Creating a UDAF written in R
The example in this section shows how to create, on a Db2® system, a user-defined aggregate function (UDAF) written in R.
The following example creates a scalar function called average
that calculates
the average of several integers.
Code
Add the following code to the $DB2_HOME/function/routine/average.R file.
nz.mode <- 'aggregate'
nz.init <- function() {
setOutputNull(0)
setOutputNull(1)
}
nz.accum <- function() {
input <- getInputColumn(0)
if (is.null(input))
return()
sum <- getOutputColumn(0)
count <- getOutputColumn(1)
if (is.null(count)) {
setOutputInt64(1, 1)
} else {
setOutputInt64(1, count + 1)
}
if (is.null(sum)) {
setOutput(0, input)
} else {
setOutput(0, sum + input)
}
}
nz.merge <- function() {
inputSum <- getInputColumn(0)
inputCount <- getInputColumn(1)
if(is.null(inputSum) || is.null(inputCount))
return()
outputSum <- getOutputColumn(0)
if (is.null(outputSum))
setOutput(0, inputSum)
else
setOutput(0, inputSum + outputSum)
outputCount <- getOutputColumn(1)
if (is.null(outputCount))
setOutput(1, inputCount)
else
setOutput(1, inputCount + outputCount)
}
nz.final <- function () {
sum <- getInputColumn(0)
if (is.null(sum)) {
setOutputNull(0)
return()
}
count <- getInputColumn(1)
if (is.null(count))
{
userError("NumberAverage.returnValue(): something is wrong.")
return()
}
setOutputDouble(0, as.numeric(as.numeric(sum) / count))
}
Deployment
Deploy the UDX to a Db2 instance by issuing the following command, where path_to_average.R is to be replaced by the fully qualified path to the average.R file.

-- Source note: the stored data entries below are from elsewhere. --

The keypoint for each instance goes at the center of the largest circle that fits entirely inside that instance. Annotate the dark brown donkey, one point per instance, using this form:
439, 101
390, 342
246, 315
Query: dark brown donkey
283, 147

db2 "CREATE FUNCTION average(integer) returns double aggregate with (integer, bigint) language R parameter style \
NPSGENERIC FENCED NOT THREADSAFE ALLOW PARALLEL NO DBINFO DETERMINISTIC \
NO EXTERNAL ACTION CALLED ON NULL INPUT NO SQL external name 'path_to_average.R' "
Running
It is assumed that there is a table 'test_int' with a single integer column 'i':
I
-----------
1
2
4
8
Use this function in a query, for example:
db2 "select average(i) from test_int"
The following result is returned:
1
------------------------
+3.75000000000000E+000
1 record(s) selected.